I got those two numbers mixed up and I am not sure I have been quite clear. Resolution 163 is what I have been advocating. It checks them and checks them in a way everybody will understand.

Mr. Judd. In other words, it is not enough to cast out an evil system, we must put a better one in its place. We can perhaps defeat it by force of arms but we cannot overcome it except by a better system?

Mr. EASTMAN. That is right.

Mr. JUD. Do you approve of the proposal to have a western union, made up of five nations, in what essentially is a defensive military alliance with United States' support? Do you approve of that?

Mr. EASTMAN. Yes.

Mr. Judd. Do you see any reason why that should not be expanded ? Do you see any disadvantages in expanding it to include all the countries who will come along?

Mr. EASTMAN. I think it should be expanded.

Mr. Judd. The more nations you have, the more you reduce the chance of attack?

Mr. EASTMAN. You must get the double democratic world aware of the facts and into an organization.

Mr. JUDD. Do you think Stalin thinks, as you said Hitler thought, that we are a degenerate people and that, for example, even if our President and Secretary of State tried to get some changes in the Charter our American people would not support them? Do you think that Stalin thinks that?

Mr. EASTMAN. Yes, he does.

Mr. Judd. Then, if the Congress of the United States were to pass a resolution, which it would not do unless it represented the majority sentiment of the United States because that is the way we operate, a resolution crystallizing for our own administration and for the world, including the Soviets, the overwhelming sentiment developed in these

hearings for strengthening the United Nations structure-do you think that would hinder or strengthen the hand of our Executive in dealing with these nations?

Mr. EASTMAN. It would strengthen it enormously.

Mr. Judd.
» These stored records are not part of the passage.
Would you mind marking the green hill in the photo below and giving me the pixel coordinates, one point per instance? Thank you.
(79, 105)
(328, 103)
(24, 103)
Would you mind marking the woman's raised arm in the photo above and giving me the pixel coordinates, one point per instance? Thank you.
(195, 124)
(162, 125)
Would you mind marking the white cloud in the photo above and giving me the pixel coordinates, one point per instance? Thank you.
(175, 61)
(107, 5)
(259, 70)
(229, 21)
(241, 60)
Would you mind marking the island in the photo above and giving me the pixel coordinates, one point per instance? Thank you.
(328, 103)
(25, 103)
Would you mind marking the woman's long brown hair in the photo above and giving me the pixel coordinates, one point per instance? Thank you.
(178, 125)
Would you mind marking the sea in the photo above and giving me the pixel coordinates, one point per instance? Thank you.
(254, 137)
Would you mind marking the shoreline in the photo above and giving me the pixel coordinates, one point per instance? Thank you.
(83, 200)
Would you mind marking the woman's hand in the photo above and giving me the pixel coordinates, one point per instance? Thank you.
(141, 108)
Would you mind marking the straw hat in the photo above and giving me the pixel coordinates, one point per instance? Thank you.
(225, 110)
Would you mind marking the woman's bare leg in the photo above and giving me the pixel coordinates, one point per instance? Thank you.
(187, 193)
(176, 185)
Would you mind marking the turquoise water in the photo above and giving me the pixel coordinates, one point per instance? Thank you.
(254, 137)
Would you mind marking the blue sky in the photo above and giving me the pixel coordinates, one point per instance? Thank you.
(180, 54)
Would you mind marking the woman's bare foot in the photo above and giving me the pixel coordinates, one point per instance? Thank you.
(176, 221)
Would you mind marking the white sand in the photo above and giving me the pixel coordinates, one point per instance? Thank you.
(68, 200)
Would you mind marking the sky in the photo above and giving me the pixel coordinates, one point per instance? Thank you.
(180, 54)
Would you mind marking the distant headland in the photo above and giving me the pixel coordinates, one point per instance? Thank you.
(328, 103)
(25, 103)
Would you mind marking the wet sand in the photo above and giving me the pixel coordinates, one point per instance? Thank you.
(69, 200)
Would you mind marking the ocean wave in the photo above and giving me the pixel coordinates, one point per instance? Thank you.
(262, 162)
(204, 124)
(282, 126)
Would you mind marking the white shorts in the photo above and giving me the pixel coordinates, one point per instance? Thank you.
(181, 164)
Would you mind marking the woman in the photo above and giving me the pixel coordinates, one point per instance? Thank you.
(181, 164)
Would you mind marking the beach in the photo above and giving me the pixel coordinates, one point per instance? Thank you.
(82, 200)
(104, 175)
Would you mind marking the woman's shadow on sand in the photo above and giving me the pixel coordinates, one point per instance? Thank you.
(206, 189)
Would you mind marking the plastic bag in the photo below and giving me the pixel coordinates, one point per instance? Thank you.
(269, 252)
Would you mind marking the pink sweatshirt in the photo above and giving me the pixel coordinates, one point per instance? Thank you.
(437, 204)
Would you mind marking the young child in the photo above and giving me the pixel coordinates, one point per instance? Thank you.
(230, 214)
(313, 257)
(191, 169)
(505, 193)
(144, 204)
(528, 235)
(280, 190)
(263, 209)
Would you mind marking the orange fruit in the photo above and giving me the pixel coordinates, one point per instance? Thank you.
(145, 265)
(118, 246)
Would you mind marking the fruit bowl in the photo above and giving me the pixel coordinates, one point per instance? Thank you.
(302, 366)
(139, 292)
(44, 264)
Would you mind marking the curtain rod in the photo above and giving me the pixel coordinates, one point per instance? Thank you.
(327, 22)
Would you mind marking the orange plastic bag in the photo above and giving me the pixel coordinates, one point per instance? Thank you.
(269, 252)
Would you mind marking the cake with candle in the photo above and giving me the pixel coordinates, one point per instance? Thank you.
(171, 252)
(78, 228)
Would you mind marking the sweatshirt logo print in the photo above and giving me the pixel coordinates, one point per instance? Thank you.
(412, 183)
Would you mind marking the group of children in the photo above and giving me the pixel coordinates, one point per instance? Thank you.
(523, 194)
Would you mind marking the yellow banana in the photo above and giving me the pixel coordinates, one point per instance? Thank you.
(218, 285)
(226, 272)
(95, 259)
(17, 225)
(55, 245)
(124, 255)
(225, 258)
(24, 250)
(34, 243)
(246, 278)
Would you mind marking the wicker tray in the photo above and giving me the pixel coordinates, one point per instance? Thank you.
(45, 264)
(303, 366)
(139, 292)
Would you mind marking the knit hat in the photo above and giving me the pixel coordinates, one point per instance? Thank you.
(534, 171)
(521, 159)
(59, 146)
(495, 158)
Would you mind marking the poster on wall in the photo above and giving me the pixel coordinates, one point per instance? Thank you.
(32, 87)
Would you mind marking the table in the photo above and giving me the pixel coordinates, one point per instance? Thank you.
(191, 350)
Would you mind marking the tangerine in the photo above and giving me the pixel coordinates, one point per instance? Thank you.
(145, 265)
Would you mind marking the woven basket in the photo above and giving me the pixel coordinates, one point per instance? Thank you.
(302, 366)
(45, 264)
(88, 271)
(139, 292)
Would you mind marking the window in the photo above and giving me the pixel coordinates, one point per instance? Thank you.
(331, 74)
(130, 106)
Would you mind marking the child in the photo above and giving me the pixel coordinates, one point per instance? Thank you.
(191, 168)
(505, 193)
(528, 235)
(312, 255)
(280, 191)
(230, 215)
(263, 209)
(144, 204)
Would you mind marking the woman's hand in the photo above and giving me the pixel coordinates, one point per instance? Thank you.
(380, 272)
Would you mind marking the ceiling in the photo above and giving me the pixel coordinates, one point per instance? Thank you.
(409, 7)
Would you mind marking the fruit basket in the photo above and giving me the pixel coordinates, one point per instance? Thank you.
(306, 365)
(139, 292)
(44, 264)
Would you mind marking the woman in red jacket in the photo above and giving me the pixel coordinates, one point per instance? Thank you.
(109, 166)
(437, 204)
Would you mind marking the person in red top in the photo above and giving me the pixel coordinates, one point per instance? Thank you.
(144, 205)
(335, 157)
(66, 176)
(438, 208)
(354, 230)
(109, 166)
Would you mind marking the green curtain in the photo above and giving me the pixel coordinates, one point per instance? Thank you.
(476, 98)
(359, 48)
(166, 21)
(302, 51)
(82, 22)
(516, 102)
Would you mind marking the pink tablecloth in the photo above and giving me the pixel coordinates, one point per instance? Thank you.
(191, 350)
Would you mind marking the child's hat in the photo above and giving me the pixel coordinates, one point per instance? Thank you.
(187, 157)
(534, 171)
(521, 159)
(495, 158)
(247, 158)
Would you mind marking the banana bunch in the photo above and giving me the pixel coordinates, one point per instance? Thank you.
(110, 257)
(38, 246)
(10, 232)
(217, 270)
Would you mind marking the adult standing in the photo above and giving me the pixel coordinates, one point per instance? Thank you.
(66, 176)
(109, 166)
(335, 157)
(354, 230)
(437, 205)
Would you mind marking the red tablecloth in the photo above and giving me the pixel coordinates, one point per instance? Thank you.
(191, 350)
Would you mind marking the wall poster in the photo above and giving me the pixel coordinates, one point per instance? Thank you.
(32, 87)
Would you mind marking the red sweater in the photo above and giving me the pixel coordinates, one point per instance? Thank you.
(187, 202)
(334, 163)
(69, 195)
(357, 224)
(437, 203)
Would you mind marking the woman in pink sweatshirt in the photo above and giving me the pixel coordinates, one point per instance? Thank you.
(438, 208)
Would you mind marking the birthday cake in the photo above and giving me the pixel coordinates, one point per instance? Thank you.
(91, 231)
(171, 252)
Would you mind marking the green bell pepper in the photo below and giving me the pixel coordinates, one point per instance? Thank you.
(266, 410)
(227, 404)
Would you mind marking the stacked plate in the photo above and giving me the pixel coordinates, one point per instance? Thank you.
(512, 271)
The question was raised by my friend from Michigan that veto measures had not gotten Russia anywhere; that during 3 years' time they had vetoed repeatedly but had not succeeded in accomplishing what they wanted in the veto.

Is it not true that they accomplished this: They bought 3 years of precious time with those vetoes?

Mr. EASTMAN. That is right.

Mr. Judd. From your study of communism and Marxist techniques and tactics, would you say that usually when they go out and shout for lower prices or ask for a strike to reduce prices and thereby cause the prices to go higher, they actually do achieve their real objective which is confusion and dissatisfaction?

Mr. EASTMAN. Confusion, chaos, and sabotage of our whole system; yes.

Mr. Judd. Did you not mention the quotation from Stalin in which he said, “The mightiest ally of Soviet Russia, is to have” he did not say "peace, prosperity, and contentment”; but—"strife, conflicts, and wars in every caplitalistic country"?

Mr. EASTMAN. That is right.

Mr. Judd. So while the vetoes did not accomplish what to the uninitiated it looked as if they were trying to accomplish, they did in fact accomplish what they really were after-delay and confusion, reducing the effectiveness of the United Nations?

Mr. EASTMAN. Yes.

Mr. JUDD. You spoke of General Marshall's statement in which he said he hoped to dissipate their misconceptions regarding us and the possibility of the two systems living together in one world,

and thereby to get agreement with them? Do you think that for a high official of the United States Government to say in public that we should not do anything until we get agreement with the Soviets improves or decreases the chance of getting that agreement?

Mr. EASTMAN. I think it decreases them in a terrifying degree. As I say, I think this is terrifying.

Mr. Judd. Does it not just telĩ them that all they have to do is sit there until the world goes to hell, and we have told them in advance we won't do anything?

Mr. EASTMAN. Yes.

Mr. JONKMAN. Mr. Chairman, I do not think that question is proper.

Mr. Judd. You do not think it is proper?
Mr. JONKMAN. No.
Mr. JUDD. In what sense ?
Mr. JONKMAN. Have the reporter read it.

The REPORTER (reading): Does it not just tell them that all they have to do is sit there until the world goes to hell, and we have told them in advance we won't do anything?

Mr. JONKMAN. It is based on the assumption that they are just sitting there not doing anything, which just is not true.